Take the example of a copper and zinc galvanic cell, connected by a salt bridge of $\ce{KNO3}$. I understand how the reactions will result in positive and negative charges, and that the ions of the salt will migrate to maintain neutrality. But why is the salt needed in the first place?
In one beaker we will have an excess of zinc ions (resulting in positive charge) and the other with an excess of copper ions (resulting in negative charge). If we just have a bridge, perhaps just soaked in water, wouldn't the ions, if not purposefully then randomly, travel across the bridge and maintain neutrality? What is the purpose of the salt then, if it works without a salt?
Answer
The purpose of the salt bridge is to prevent the two half-cell solutions from mixing. It is possible to make a really bad galvanic cell by putting both half-cells in a single solution, but they rapidly self discharge as the oxidizing agent ($\ce{Cu^+}$ in your example) can diffuse through the solution and react directly with the other electrode (Zn in the example), with the electrons being transferred directly instead of going through the external circuit.
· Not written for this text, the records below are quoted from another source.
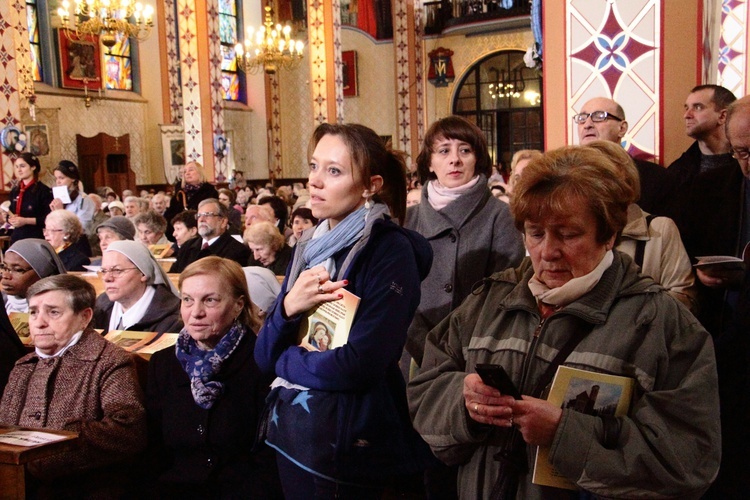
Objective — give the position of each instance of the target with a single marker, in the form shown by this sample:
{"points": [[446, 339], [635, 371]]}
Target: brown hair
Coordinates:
{"points": [[265, 233], [370, 156], [624, 163], [458, 128], [561, 179], [233, 280]]}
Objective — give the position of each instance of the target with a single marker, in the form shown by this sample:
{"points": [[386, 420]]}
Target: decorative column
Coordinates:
{"points": [[407, 44], [200, 66], [613, 51], [324, 32], [15, 75], [732, 64]]}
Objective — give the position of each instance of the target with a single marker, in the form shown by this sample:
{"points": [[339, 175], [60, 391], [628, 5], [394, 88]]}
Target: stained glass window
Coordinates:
{"points": [[32, 20], [118, 72], [230, 79]]}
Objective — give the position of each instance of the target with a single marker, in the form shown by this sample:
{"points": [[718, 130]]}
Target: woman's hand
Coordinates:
{"points": [[56, 204], [537, 420], [16, 220], [311, 288], [485, 404]]}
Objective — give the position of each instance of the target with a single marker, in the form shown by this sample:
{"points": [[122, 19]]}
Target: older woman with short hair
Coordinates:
{"points": [[268, 246], [62, 230], [75, 380], [138, 294], [26, 262], [654, 243], [205, 398], [471, 232], [576, 302]]}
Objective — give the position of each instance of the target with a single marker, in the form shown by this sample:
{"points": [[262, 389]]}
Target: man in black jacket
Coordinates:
{"points": [[213, 221]]}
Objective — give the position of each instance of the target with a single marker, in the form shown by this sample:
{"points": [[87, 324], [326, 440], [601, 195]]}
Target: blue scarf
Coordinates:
{"points": [[203, 366], [326, 242]]}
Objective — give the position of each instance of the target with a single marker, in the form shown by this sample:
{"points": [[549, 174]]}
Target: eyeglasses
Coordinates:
{"points": [[116, 272], [596, 116], [13, 270], [740, 154], [206, 214]]}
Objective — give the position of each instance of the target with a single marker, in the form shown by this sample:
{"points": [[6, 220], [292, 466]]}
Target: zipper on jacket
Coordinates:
{"points": [[527, 362]]}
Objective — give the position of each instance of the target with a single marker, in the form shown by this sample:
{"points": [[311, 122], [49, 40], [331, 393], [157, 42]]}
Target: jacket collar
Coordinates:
{"points": [[620, 279]]}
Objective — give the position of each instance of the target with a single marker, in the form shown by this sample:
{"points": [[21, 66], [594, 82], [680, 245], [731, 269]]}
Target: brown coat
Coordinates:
{"points": [[91, 389]]}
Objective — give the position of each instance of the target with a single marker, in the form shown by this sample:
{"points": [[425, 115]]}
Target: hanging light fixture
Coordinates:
{"points": [[107, 18], [510, 84], [269, 48]]}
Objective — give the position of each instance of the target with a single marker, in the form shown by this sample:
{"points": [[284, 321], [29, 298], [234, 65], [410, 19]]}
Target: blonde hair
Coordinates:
{"points": [[264, 233], [560, 180], [230, 274]]}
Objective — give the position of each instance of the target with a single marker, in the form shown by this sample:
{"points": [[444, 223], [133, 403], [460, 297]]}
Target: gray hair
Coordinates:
{"points": [[71, 225], [79, 293], [223, 211]]}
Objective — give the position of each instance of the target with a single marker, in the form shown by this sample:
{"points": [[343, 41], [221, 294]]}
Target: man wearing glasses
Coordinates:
{"points": [[732, 344], [603, 119], [213, 220]]}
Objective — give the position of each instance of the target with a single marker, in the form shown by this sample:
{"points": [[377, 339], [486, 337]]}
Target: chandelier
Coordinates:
{"points": [[510, 84], [107, 18], [269, 48]]}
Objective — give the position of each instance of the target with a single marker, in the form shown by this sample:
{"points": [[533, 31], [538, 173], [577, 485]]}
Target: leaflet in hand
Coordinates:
{"points": [[585, 392], [328, 325]]}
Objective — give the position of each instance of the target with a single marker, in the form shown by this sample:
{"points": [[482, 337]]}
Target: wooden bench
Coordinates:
{"points": [[14, 458]]}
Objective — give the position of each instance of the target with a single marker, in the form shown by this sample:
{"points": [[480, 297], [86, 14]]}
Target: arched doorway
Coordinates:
{"points": [[503, 97]]}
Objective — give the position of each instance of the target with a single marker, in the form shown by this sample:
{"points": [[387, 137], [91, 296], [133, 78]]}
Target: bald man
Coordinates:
{"points": [[604, 119]]}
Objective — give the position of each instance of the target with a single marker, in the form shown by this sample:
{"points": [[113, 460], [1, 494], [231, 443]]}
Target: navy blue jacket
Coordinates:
{"points": [[354, 418]]}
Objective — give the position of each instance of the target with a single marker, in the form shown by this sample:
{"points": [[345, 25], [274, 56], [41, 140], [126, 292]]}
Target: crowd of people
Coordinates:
{"points": [[580, 257]]}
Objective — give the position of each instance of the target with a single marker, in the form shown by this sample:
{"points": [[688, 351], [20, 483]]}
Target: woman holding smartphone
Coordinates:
{"points": [[338, 419]]}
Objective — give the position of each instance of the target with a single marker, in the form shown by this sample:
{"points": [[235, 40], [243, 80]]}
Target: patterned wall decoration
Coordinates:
{"points": [[14, 58], [221, 163], [338, 63], [732, 61], [191, 89], [275, 169], [173, 62], [613, 50], [297, 119], [376, 104], [406, 44]]}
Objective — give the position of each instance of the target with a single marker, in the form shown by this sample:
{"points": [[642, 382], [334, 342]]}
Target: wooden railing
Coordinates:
{"points": [[443, 14]]}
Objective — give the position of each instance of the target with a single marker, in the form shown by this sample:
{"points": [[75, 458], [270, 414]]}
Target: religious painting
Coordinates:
{"points": [[173, 147], [349, 73], [80, 60], [38, 139]]}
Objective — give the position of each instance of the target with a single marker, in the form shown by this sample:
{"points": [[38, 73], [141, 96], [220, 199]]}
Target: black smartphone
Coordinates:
{"points": [[496, 376]]}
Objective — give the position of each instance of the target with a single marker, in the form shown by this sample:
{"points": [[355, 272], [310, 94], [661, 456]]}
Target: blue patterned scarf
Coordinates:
{"points": [[326, 242], [203, 366]]}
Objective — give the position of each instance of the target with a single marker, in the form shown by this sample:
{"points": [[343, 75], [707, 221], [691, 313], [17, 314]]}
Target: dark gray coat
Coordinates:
{"points": [[471, 238]]}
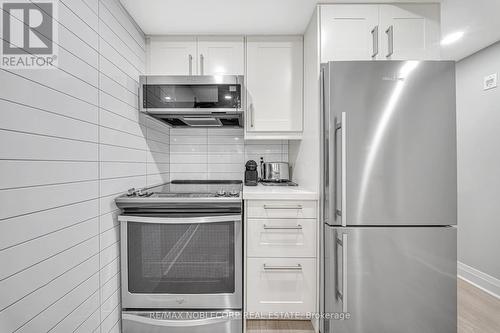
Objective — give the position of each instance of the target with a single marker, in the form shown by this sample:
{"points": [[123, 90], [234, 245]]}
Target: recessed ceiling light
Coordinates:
{"points": [[452, 38]]}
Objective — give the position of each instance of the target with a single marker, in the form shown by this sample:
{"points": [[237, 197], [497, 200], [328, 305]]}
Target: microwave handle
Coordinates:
{"points": [[180, 220]]}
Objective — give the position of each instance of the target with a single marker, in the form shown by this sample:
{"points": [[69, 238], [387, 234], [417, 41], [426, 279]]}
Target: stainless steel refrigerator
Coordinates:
{"points": [[389, 196]]}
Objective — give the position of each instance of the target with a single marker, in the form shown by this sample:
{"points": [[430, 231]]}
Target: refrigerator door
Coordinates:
{"points": [[393, 160], [391, 279]]}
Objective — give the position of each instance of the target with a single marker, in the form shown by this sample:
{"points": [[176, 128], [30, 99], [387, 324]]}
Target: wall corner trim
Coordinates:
{"points": [[483, 281]]}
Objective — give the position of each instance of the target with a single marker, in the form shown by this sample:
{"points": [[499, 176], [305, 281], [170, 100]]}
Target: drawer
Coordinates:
{"points": [[281, 237], [281, 209], [281, 285]]}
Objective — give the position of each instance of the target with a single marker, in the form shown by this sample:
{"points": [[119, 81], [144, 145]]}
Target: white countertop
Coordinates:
{"points": [[262, 192]]}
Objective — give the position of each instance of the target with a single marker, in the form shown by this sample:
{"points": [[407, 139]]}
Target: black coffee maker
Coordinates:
{"points": [[251, 176]]}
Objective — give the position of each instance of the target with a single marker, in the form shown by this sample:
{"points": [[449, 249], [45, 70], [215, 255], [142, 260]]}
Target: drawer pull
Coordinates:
{"points": [[283, 207], [297, 227], [298, 267]]}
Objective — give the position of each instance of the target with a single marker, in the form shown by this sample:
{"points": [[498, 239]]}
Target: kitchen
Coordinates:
{"points": [[129, 164]]}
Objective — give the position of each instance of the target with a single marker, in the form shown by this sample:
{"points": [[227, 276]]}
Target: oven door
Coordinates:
{"points": [[181, 262]]}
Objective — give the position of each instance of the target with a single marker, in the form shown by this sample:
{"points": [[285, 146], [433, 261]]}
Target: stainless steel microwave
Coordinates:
{"points": [[193, 101]]}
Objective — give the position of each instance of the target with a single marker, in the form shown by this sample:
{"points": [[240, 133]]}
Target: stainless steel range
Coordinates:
{"points": [[181, 257]]}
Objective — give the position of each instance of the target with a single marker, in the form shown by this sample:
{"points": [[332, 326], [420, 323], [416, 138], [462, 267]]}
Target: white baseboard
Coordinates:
{"points": [[483, 281]]}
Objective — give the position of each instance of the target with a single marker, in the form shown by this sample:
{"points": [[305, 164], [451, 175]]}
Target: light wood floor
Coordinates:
{"points": [[478, 312], [279, 326]]}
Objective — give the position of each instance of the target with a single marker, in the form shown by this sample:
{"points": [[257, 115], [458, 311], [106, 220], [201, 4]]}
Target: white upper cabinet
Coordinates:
{"points": [[380, 32], [221, 55], [411, 31], [172, 55], [191, 55], [274, 79], [349, 32]]}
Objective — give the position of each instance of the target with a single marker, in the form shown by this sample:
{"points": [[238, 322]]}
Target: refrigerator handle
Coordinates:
{"points": [[342, 295], [342, 212]]}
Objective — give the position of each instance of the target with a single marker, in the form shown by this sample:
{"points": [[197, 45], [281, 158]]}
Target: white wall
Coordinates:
{"points": [[218, 153], [478, 132], [71, 140]]}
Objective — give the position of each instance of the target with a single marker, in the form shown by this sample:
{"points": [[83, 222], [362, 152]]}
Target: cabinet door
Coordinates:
{"points": [[221, 55], [274, 84], [349, 32], [172, 55], [410, 31]]}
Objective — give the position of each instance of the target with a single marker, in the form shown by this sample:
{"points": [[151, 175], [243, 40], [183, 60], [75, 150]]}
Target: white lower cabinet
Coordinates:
{"points": [[281, 238], [281, 267], [280, 285], [281, 209]]}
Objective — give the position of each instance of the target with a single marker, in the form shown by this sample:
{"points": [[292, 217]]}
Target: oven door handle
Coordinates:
{"points": [[180, 220], [171, 323]]}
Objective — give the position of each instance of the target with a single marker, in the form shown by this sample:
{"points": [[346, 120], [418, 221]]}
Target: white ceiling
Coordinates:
{"points": [[479, 19]]}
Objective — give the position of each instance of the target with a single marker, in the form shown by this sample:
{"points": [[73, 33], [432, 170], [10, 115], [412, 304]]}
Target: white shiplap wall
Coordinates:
{"points": [[218, 153], [71, 140]]}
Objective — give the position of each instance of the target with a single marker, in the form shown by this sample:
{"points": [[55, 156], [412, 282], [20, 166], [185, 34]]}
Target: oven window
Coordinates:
{"points": [[191, 96], [181, 258]]}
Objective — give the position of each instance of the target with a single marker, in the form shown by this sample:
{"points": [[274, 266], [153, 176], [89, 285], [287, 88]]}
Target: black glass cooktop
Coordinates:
{"points": [[197, 189]]}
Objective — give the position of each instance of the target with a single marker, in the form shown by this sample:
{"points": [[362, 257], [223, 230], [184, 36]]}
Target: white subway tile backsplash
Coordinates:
{"points": [[218, 153]]}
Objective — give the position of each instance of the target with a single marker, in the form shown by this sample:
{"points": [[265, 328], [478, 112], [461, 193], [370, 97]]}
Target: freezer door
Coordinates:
{"points": [[395, 147], [391, 279]]}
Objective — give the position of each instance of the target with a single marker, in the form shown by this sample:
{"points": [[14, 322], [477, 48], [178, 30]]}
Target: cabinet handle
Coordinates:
{"points": [[342, 295], [202, 64], [283, 207], [375, 41], [298, 227], [251, 116], [390, 40], [297, 267]]}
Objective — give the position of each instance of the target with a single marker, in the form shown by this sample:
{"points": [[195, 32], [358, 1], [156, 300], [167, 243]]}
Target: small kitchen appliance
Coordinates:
{"points": [[276, 172], [193, 100], [251, 174]]}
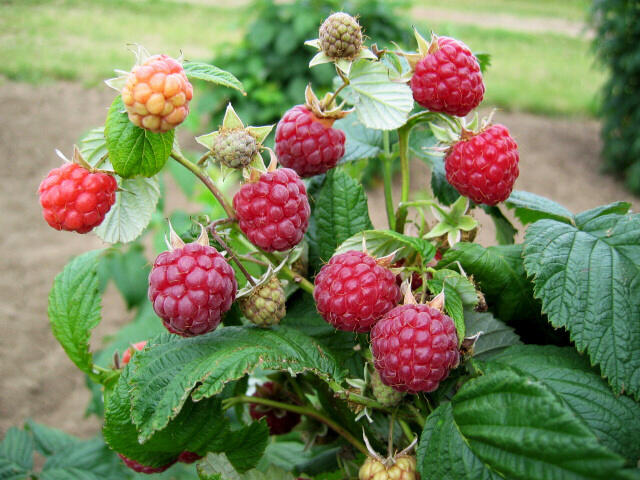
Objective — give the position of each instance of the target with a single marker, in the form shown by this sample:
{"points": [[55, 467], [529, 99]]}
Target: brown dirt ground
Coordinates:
{"points": [[559, 159]]}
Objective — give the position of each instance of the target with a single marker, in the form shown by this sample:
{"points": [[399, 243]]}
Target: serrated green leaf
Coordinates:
{"points": [[362, 142], [530, 208], [495, 337], [521, 430], [198, 427], [380, 243], [213, 74], [443, 453], [16, 455], [74, 307], [132, 212], [500, 274], [339, 211], [175, 369], [588, 278], [380, 103], [134, 151], [615, 420]]}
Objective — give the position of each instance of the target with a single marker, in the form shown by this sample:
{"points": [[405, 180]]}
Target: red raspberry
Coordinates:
{"points": [[484, 167], [448, 80], [414, 347], [75, 199], [274, 211], [308, 144], [190, 288], [352, 291], [189, 457], [138, 467], [157, 94], [279, 421], [126, 356]]}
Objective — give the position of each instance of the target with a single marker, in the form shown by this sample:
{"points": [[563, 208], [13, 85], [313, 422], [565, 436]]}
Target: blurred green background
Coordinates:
{"points": [[542, 60]]}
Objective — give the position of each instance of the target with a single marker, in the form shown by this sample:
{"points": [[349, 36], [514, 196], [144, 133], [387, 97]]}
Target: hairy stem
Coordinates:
{"points": [[306, 411], [386, 175], [204, 178]]}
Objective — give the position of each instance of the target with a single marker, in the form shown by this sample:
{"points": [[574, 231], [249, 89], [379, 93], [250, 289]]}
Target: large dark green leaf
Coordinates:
{"points": [[339, 211], [175, 369], [588, 278], [519, 428], [74, 307], [133, 150], [615, 420]]}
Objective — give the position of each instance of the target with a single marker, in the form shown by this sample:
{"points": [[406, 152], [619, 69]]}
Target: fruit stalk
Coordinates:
{"points": [[307, 411], [182, 160]]}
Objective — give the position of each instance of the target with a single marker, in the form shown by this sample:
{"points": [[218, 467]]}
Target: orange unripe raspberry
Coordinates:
{"points": [[157, 94]]}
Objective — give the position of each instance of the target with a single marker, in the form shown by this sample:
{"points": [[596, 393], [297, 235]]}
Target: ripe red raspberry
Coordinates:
{"points": [[274, 211], [279, 421], [448, 79], [307, 143], [126, 356], [352, 291], [138, 467], [157, 94], [414, 348], [484, 167], [189, 457], [190, 288], [75, 199]]}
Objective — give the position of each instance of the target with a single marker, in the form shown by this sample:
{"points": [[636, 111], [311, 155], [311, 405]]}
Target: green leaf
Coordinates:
{"points": [[175, 369], [362, 142], [74, 307], [213, 74], [198, 427], [459, 292], [500, 274], [132, 212], [16, 455], [530, 208], [495, 337], [380, 103], [588, 278], [615, 420], [443, 453], [505, 231], [380, 243], [129, 270], [339, 211], [521, 430], [134, 151]]}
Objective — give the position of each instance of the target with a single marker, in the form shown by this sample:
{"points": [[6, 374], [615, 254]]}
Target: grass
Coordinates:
{"points": [[84, 41]]}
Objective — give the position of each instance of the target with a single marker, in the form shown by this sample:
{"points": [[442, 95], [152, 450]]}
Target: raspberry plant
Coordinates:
{"points": [[518, 361]]}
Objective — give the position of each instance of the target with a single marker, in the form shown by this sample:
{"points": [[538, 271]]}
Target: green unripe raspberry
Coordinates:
{"points": [[341, 36], [386, 395], [234, 148], [265, 306]]}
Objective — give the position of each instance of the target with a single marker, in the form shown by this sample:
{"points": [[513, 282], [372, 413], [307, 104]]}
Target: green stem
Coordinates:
{"points": [[302, 282], [306, 411], [204, 178], [387, 177]]}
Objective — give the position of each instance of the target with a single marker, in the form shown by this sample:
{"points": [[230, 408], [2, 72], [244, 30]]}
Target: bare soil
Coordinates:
{"points": [[559, 159]]}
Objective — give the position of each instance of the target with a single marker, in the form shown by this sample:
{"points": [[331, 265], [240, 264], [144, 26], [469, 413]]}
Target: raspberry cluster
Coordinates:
{"points": [[190, 288], [352, 291], [307, 143], [75, 199], [157, 94], [484, 167], [414, 348], [274, 211], [448, 80]]}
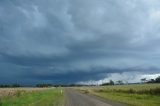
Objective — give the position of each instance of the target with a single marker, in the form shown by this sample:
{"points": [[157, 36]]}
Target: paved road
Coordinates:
{"points": [[74, 98]]}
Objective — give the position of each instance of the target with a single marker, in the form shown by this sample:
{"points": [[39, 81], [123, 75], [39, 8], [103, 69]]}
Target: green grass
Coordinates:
{"points": [[132, 95], [131, 99], [50, 97]]}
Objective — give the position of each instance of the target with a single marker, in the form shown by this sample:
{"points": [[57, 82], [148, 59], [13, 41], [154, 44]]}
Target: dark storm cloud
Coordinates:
{"points": [[77, 40]]}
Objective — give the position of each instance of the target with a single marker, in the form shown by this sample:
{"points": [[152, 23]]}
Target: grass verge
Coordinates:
{"points": [[49, 97]]}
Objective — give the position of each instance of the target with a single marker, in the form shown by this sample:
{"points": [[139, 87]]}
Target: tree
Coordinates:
{"points": [[120, 82], [111, 82]]}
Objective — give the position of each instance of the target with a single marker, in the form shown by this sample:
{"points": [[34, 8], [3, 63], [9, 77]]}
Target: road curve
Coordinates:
{"points": [[75, 98]]}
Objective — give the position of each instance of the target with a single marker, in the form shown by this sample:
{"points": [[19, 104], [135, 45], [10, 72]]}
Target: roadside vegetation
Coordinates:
{"points": [[39, 97], [132, 95]]}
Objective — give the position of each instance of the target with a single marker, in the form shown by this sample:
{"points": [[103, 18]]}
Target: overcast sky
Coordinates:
{"points": [[78, 41]]}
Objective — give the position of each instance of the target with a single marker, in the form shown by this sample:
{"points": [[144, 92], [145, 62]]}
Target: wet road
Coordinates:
{"points": [[75, 98]]}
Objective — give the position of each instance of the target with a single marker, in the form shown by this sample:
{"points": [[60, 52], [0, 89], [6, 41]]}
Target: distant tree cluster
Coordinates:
{"points": [[9, 86]]}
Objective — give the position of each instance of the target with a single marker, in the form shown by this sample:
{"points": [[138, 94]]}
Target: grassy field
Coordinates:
{"points": [[132, 95], [32, 97]]}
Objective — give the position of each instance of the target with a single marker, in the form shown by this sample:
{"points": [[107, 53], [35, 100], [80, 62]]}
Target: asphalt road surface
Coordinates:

Having a "bridge" of just water soaked paper is similar to having both half-cells in the same container but poses some issues. First, the diffusion of ions through the bridge is going to be very slow, increasing the cell resistance, second, the self-discharge problem above will occur, and third, because different ions diffuse at different rates, a junction potential develops as the two containers diffuse into one another.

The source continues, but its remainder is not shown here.